Debugging biased algorithms in healthcare, beyond

Related Posts

Earlier this term, I found myself in an ice cream shop late at night, eavesdropping on a group of students working on a data science problem set. Because UC Berkeley students end up in influential roles in companies around the Bay Area and beyond, the odds are that some of them will work in jobs designing and maintaining software that touches millions of lives. And if they do, every day they will make choices just like the ones they were making for that problem set: how to define a variable, whether to drop missing values and more.

These choices can feel small and technical and abstract. They are anything but, as they can be major vectors for bias to creep into algorithms. But they don’t have to be. As my research shows, by making these choices correctly, we can throw out the bathwater only — we can have all the benefits of algorithms without the bias.

Two weeks ago, my colleagues and I published an article showing that a widely used algorithm in the health system was biased against Black patients. This algorithm and others like it affect decisions for hundreds of millions of patients every year. Fixing the algorithm’s bias would more than double the number of Black patients eligible for a program that can help them with their health needs.

The bias has its roots in something that probably felt like a small, technical choice to those who developed the algorithm: The choice of which variable in their dataset to predict.

The algorithm is used to identify patients whose health is at risk of deteriorating — patients we’d like to know about early so we can help catch problems before they get serious. All this sounds clear enough to us humans, but it wouldn’t be clear to an algorithm. Algorithms are mercilessly literal; they don’t understand concepts — they understand only operations on variables.

So to predict a patient’s risk, the algorithm developers decided to have the algorithm predict a patient’s cost.

What made the problem we studied so perverse is that anyone could have made that choice, and many did, including other algorithm developers but also hospitals, insurers and governmental agencies. That’s because cost seems like a good proxy for illness, as illness leads to health care and health care leads to costs. To the data analyst, cost is also attractive because it’s available in nearly all health care datasets. It’s all very logical and very convenient.

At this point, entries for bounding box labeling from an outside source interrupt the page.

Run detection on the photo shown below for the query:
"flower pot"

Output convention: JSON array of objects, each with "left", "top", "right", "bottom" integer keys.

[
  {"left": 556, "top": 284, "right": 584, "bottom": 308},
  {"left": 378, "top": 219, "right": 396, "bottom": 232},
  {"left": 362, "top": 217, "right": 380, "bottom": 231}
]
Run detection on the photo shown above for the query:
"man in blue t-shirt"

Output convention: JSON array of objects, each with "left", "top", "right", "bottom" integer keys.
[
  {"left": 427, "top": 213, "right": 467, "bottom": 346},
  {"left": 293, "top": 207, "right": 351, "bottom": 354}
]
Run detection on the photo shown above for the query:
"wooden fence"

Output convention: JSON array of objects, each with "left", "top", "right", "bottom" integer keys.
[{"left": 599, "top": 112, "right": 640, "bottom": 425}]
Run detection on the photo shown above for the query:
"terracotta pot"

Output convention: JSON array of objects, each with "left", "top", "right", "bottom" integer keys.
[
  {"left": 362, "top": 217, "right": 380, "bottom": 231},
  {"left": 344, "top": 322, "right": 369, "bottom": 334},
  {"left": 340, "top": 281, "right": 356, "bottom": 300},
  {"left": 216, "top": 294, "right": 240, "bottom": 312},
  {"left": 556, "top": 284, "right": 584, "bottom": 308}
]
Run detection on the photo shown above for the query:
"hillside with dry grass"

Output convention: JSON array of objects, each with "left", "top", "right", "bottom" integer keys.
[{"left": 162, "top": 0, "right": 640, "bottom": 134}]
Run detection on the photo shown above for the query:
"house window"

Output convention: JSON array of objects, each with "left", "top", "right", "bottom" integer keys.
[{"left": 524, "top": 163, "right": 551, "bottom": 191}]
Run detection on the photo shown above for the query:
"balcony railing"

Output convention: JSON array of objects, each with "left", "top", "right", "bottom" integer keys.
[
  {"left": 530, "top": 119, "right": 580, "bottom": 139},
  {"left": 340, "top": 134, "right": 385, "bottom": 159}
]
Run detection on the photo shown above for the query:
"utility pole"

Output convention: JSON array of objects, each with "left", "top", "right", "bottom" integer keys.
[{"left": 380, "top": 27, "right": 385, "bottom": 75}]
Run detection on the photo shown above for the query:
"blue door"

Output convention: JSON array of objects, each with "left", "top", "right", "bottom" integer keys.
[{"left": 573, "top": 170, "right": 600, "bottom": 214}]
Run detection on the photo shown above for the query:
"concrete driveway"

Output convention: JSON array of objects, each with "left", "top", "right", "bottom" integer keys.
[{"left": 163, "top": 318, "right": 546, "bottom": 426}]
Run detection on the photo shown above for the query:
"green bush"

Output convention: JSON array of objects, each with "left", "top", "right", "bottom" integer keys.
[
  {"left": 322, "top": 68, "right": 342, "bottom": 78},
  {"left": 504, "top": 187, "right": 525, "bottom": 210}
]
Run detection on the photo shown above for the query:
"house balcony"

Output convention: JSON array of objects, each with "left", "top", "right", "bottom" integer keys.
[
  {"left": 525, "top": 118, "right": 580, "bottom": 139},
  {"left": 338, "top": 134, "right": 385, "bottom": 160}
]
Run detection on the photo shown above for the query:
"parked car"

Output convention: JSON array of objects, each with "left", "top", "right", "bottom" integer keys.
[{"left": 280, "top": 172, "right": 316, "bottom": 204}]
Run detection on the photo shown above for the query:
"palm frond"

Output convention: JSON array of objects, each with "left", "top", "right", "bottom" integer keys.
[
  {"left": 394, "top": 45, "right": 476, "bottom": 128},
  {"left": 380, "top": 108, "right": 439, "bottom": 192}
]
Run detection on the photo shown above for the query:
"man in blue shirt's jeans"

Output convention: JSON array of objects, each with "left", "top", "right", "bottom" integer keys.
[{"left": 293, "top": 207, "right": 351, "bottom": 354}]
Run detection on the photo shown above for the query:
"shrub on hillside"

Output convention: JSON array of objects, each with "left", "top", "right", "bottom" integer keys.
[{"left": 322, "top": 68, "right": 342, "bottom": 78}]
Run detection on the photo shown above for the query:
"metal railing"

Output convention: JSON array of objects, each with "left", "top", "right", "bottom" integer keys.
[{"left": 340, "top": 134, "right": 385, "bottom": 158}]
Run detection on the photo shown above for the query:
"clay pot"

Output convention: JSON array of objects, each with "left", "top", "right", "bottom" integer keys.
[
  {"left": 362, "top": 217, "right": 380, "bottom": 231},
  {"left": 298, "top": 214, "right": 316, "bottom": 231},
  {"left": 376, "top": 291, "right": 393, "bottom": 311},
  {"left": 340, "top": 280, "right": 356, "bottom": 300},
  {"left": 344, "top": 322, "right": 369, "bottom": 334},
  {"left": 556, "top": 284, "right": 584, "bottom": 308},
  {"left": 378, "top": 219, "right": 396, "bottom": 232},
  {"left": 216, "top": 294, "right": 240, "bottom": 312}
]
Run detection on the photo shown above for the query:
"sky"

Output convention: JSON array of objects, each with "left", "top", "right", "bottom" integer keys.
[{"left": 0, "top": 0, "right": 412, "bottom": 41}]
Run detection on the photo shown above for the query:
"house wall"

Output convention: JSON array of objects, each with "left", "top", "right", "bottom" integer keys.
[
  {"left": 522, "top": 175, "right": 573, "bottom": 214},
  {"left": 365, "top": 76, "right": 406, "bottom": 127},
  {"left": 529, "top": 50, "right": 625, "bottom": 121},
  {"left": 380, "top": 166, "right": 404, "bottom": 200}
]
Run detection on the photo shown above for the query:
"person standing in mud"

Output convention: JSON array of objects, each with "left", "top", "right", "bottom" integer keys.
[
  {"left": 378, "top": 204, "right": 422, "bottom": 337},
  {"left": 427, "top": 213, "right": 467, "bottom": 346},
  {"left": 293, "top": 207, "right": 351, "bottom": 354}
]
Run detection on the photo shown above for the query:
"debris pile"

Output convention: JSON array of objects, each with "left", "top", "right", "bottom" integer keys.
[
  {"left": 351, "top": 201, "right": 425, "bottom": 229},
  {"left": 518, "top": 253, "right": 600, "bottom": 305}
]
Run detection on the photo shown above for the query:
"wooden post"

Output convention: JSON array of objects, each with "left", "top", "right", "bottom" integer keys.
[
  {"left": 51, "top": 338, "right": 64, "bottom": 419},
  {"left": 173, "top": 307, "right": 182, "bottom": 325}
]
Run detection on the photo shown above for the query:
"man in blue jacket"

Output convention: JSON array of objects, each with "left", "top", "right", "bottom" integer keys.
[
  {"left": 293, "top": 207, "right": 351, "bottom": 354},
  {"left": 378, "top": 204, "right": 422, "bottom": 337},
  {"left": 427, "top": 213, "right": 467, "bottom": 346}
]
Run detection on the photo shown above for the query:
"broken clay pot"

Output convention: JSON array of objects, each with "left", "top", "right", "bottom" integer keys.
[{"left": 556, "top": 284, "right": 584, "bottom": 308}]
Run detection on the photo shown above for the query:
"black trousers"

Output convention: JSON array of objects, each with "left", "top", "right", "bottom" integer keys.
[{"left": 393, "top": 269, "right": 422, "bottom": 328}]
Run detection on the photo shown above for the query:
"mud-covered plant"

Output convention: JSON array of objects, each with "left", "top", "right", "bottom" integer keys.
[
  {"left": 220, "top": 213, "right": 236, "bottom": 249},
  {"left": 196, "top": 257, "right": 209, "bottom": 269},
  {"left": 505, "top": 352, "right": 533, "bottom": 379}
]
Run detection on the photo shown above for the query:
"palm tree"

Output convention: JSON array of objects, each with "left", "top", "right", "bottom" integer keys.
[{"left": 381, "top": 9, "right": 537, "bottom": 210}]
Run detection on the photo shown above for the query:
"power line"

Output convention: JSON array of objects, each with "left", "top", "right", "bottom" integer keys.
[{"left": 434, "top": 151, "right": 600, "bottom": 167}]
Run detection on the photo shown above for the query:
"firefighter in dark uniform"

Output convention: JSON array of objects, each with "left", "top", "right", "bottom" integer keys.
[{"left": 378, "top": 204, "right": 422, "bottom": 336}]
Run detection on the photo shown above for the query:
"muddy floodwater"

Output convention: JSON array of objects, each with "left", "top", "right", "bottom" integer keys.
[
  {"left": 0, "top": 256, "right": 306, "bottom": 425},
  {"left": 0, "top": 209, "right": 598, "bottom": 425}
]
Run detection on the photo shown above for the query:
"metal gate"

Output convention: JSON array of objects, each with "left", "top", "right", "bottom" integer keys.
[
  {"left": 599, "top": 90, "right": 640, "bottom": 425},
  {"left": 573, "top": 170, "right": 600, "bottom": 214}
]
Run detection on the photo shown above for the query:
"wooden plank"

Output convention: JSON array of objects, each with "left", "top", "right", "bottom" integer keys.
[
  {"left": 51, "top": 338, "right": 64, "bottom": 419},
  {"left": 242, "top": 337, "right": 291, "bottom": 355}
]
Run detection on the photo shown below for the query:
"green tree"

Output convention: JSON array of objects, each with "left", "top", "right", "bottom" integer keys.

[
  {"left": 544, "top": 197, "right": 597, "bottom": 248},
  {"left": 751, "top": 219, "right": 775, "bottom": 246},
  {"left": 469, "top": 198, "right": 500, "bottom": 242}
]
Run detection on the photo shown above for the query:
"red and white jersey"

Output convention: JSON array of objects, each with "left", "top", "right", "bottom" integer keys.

The problem is that while cost is a reasonable proxy for health, it’s also a biased one. For many heartbreaking reasons, Black patients end up generating lower costs. Some of these reasons have to do with larger inequalities in our society: it’s hard to get health care even when you’re insured (like the patients we studied) because you need to get to the hospital and take a few hours off work. Other reasons have to do specifically with the color of someone’s skin. A striking recent study from Oakland showed that Black patients randomly assigned to a Black doctor had a far higher uptake of recommended primary care interventions, especially those that involved vaccines.

All this means that an algorithm that predicts costs accurately — and this algorithm did so very accurately, for Black and White patients alike — would automate injustice and racism.

This is bad news. But it’s not the end of our story. After seeing these results, we contacted the algorithm manufacturer. They were surprised, but they were also very motivated to work with us to fix the problem. And while understanding the mechanism of bias — the deep inequalities built into health datasets — was difficult, the solution was trivial: Predict another variable. In our experiments with the manufacturer, simply predicting a less biased proxy for health — the number of chronic conditions that flare up in a given year — reduced bias by 84%.

The process of finding and solving this problem felt a bit like debugging code. But this is a different kind of bug. This one didn’t cause the program to crash — it looked like it was working fine. None of the basic diagnostics would have turned it up because the algorithm was doing exactly what it was supposed to be doing, predicting cost. The problem was deeper, in what we asked the algorithm to do in the first place.

Catching these bugs requires a special kind of skill set: fluency in the language of data and in the language of the field that generates the data. It requires being bilingual.

If you’re a data scientist working on any problem that touches people’s lives — in other words, if you’re a data scientist — you must speak the language of the field you’re studying. Data science is more than knowing how to manipulate the dataset in front of you. It’s about knowing how these data were created, what complex historical and social forces shaped them and how to work around them as you build your algorithms.

If you’re in a field that will be transformed by algorithms over the coming years — in other words, if you’re in a field — you need to speak the language of data. We desperately need algorithms for our society’s most critical challenges: building a medical system that works for everyone, measuring and fighting climate change, creating policies that help people who need help the most. Those of us in medicine, law, economics, environmental science and many other fields must start taking responsibility for building algorithms to solve our own problems. We need to move beyond the simple truth that “algorithms are biased” to understanding the mechanisms that create bias and what to do about them.

The most important lesson I learned from my own research is that algorithms can do miraculous things or they can do great harm; they can be biased or unbiased; they can reinforce inequalities or redress them. Which one depends on a million small, technical choices, and the wonderful and terrifying news is, it’s all up to us.

Ziad Obermeyer is an acting associate professor of health policy and management at the UC Berkeley School of Public Health.